Но как бы мы ни смотрели на эти три толкования – политическое, физическое и поэтическое, – событие, к сожалению, неопровержимое, пожар Дворца правосудия в 1618 году, остается налицо. По милости этого пожара, а в особенности по милости позднейшей реставрации, погубившей то, что пощадил пожар, в настоящее время почти ничего не осталось от этого первого дворца французских королей. Он был древнее Лувра и уже в царствование Филиппа Красивого считался таким старинным, что в нем находили много общего с великолепными постройками, воздвигнутыми королем Робертом и описанными Гельгальдусом. И почти все исчезло. Что сталось с канцелярией, где Людовик Святой «скрепил свой брак»? С садом, где он, «одетый в камлотовое платье, камзол без рукавов из грубого сукна и черный плащ, решал дела, лежа на ковре вместе с Жуанвилем»? Где комнаты императора Сигизмунда, Карла IV, Иоанна Безземельного? Где лестница, с которой Карл IV провозгласил свой милостивый эдикт? Плита, на которой Марсель, в присутствии дофина, зарезал Роберта Клермонского и маршала Шампанского? Калитка, где были разорваны буллы антипапы Бенедикта и откуда вышли его посланные, наряженные в шутовские мантии и митры и принужденные публично каяться на всех перекрестках Парижа? Где большой зал с его голубой окраской, позолотой, статуями, колоннами, с его стрельчатым сводом, покрытым резьбой? А позолоченная комната? А каменный лев около дверей с опущенной головой и поджатым хвостом, как у львов Соломонова трона, – символ силы, смиренно склоняющейся перед правосудием? А великолепные двери и цветные оконные стекла? А резные дверные ручки, приводившие в отчаяние Бикорнета? А изящная столярная работа дю Ганси?.. Что сделало время, что сделали люди со всеми этими чудесами? И что дали нам взамен этой истории галлов, этого готического стиля? Тяжелые полукруглые своды де Бросса, построившего неуклюжий портал Сен-Жерве, – по части искусства, а по части истории – вздорную болтовню господ Патрю о главной колонне. Нельзя сказать, чтобы это было много.
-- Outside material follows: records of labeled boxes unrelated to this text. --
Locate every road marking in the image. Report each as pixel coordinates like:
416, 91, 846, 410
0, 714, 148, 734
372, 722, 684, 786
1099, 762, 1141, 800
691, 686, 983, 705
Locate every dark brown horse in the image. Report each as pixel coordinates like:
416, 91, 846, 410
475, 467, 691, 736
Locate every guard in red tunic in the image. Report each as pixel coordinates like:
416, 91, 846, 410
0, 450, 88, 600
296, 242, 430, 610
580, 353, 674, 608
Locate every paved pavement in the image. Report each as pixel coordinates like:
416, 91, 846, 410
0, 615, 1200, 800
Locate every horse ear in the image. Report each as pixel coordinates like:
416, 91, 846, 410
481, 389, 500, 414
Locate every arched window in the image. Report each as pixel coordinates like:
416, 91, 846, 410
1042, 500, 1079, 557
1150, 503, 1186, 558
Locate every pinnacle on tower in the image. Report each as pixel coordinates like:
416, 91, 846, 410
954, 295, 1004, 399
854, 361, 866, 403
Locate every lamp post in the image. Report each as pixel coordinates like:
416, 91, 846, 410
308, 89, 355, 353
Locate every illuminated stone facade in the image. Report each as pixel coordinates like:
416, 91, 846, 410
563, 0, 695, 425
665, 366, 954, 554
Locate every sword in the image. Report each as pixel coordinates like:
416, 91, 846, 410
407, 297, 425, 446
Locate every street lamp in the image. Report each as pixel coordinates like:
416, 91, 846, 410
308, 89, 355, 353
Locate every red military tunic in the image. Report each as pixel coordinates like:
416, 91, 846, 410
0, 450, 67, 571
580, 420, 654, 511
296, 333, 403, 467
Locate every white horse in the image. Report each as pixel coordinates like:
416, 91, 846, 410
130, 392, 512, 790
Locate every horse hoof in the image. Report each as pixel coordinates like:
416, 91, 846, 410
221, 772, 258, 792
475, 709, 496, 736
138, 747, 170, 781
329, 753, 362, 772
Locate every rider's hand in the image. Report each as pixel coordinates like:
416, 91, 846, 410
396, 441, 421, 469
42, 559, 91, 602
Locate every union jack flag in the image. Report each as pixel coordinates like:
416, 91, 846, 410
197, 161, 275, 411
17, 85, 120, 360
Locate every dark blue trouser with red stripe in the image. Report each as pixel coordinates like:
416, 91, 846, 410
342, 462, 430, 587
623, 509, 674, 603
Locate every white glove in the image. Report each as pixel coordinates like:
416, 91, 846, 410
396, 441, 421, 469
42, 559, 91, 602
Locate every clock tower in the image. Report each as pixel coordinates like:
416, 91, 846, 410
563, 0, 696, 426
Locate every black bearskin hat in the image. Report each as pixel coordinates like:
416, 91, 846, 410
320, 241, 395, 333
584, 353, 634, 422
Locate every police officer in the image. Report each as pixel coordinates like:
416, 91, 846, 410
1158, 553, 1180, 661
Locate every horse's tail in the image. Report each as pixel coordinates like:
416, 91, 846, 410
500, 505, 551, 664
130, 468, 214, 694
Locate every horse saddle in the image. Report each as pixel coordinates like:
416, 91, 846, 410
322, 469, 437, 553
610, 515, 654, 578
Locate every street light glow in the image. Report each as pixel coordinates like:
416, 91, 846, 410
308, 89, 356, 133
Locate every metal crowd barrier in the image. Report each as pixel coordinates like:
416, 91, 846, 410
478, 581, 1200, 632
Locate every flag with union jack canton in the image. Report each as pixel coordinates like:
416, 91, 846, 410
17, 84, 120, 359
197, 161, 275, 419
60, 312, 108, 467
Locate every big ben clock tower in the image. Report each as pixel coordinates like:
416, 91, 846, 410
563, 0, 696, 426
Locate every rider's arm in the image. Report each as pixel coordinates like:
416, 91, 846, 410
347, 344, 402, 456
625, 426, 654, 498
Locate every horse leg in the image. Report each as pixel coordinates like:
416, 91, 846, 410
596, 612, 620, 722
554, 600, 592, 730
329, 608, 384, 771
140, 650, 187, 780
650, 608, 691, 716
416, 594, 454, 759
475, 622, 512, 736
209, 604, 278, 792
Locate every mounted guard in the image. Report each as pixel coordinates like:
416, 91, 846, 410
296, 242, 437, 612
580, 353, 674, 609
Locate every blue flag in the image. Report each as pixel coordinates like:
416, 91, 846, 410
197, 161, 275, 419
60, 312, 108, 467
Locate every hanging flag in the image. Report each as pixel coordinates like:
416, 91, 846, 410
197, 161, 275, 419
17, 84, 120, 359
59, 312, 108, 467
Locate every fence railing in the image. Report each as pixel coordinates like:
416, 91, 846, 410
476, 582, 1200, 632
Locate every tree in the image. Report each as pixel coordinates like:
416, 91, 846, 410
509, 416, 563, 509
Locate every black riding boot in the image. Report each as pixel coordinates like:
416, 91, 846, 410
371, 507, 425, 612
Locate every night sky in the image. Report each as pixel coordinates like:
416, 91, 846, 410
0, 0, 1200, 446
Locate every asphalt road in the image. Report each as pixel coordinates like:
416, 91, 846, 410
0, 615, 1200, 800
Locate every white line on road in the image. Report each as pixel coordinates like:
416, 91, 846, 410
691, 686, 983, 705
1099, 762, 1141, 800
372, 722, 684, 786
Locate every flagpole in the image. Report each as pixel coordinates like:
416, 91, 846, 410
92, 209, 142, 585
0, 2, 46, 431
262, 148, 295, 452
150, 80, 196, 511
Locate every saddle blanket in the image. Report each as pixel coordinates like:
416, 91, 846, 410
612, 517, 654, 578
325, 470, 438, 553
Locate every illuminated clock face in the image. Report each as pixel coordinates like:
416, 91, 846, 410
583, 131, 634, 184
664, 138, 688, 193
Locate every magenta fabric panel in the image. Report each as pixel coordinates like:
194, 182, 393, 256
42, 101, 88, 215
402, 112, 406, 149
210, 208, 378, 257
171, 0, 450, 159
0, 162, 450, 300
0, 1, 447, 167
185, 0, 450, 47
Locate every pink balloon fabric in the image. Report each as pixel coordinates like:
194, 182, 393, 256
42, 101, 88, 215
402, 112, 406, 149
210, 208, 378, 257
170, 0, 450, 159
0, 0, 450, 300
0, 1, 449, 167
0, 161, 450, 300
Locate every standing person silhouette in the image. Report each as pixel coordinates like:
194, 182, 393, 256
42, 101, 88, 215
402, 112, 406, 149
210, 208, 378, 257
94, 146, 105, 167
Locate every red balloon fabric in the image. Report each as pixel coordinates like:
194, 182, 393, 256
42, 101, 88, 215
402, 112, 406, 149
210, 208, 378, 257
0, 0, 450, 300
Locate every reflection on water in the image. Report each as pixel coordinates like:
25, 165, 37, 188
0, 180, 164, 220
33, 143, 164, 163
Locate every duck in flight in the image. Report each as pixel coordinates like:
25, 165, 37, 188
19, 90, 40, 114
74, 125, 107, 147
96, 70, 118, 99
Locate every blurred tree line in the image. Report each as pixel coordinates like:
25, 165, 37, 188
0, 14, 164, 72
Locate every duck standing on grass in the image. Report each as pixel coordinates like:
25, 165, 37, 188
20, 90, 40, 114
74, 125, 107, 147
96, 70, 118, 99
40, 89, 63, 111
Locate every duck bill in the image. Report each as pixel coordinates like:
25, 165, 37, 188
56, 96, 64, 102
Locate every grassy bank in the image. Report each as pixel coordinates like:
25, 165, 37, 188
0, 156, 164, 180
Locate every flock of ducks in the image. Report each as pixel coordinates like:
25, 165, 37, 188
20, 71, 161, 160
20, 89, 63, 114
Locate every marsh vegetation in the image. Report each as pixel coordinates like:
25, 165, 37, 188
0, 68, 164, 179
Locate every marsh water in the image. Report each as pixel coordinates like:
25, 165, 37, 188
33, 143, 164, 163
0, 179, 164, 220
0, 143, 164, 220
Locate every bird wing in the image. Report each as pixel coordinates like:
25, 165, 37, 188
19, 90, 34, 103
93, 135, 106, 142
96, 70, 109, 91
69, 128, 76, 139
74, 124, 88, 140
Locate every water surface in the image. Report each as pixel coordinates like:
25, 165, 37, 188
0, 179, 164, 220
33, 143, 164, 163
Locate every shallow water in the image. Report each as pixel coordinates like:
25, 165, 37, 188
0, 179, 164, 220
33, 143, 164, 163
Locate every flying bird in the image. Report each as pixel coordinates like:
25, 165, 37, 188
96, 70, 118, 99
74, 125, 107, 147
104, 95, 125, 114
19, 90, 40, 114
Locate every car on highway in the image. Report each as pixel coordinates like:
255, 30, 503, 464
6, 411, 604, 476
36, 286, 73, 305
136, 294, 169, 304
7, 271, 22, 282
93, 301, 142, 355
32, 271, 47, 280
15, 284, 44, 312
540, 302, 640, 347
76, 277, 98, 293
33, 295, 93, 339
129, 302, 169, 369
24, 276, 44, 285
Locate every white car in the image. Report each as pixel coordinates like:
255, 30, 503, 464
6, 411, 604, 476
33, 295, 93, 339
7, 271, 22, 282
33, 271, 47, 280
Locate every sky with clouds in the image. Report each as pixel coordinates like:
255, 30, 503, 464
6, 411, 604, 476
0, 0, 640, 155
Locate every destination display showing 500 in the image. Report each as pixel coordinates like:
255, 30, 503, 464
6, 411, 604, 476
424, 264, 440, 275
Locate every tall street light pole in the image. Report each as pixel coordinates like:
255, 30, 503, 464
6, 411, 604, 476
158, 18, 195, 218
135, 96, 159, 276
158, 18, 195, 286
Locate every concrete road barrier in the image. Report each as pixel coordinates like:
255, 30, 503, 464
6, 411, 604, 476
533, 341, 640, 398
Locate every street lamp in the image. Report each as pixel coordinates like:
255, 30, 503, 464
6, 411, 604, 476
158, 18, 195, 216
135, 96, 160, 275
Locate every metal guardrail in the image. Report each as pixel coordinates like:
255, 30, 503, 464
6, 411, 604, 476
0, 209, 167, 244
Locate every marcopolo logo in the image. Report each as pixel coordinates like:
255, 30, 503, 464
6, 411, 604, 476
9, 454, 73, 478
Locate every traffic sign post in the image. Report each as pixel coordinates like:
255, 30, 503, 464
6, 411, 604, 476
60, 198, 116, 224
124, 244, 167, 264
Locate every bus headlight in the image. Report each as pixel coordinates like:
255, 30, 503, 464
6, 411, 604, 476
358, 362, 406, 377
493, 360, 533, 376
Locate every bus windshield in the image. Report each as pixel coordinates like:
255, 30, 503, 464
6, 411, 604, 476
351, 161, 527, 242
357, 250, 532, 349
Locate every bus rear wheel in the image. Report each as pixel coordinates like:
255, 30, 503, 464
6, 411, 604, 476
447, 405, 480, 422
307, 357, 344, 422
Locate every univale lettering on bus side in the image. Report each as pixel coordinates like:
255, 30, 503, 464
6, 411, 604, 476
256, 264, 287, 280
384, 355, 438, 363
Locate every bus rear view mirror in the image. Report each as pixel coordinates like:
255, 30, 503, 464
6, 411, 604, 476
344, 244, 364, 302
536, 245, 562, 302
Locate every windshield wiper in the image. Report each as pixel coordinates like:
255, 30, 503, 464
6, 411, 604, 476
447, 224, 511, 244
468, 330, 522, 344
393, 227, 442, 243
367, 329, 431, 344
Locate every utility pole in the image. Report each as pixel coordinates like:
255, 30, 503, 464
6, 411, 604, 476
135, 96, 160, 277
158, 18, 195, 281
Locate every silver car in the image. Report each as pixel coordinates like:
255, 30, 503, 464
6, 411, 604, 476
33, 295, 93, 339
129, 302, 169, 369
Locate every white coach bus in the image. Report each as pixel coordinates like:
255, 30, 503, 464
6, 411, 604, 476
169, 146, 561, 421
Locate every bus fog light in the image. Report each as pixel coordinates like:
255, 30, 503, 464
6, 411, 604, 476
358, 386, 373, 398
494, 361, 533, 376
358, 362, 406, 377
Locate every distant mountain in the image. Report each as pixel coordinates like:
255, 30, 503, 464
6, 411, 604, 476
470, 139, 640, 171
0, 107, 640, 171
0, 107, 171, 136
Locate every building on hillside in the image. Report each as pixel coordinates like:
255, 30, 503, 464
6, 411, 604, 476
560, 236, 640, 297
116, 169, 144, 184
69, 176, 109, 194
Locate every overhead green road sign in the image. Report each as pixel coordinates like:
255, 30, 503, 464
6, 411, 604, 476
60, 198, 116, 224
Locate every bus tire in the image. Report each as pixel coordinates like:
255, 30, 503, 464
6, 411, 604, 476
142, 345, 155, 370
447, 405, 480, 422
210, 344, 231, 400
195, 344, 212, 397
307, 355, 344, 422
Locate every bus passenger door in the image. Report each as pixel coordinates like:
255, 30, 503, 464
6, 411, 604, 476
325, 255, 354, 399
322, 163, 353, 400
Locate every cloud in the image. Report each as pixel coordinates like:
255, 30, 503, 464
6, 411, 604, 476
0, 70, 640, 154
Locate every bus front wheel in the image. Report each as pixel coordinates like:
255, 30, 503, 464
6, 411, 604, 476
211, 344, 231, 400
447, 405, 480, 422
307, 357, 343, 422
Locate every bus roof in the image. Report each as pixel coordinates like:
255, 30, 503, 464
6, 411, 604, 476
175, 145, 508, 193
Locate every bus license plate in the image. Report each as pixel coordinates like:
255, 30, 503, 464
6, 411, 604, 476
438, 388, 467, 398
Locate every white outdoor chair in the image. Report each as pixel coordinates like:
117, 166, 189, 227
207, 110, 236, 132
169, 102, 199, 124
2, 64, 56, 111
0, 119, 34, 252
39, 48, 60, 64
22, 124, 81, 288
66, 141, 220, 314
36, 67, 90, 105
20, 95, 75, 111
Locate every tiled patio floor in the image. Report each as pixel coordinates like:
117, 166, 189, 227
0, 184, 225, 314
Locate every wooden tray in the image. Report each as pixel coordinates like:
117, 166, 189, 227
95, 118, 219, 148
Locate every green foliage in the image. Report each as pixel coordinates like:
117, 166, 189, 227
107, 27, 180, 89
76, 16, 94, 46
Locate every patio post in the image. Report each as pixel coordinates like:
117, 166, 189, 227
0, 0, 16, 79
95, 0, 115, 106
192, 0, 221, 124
Но вернемся к настоящему большому залу настоящего старинного дворца…
Один конец этого гигантского параллелограмма был занят знаменитым мраморным столом, таким длинным, широким и толстым, что, по выражению старинных рукописей, он был способен возбудить аппетит у Гаргантюа, потому что подобного куска мрамора в мире не бывало. На противоположном конце зала находилась часовня, где Людовик XI велел поставить свою коленопреклоненную статую перед образом Божией Матери и куда, по его приказанию, невзирая на то что в ряду королевских статуй остались две пустые ниши, были перенесены статуи Карла Великого и Людовика Святого, двух святых, пользующихся, по его мнению, в качестве французских королей большим влиянием на небе. Эта часовня, совсем новая, существовавшая всего лет шесть, была в том изящном, прелестном архитектурном стиле, с чудесными скульптурными украшениями и тонкой резьбой, который заканчивает готическую эру и продолжается до середины шестнадцатого столетия в волшебных, причудливых созданиях эпохи Возрождения. Тончайшим произведением искусства была небольшая вделанная над входом сквозная розетка, необыкновенно изящной и тонкой работы. Она казалась сотканной из кружева звездой.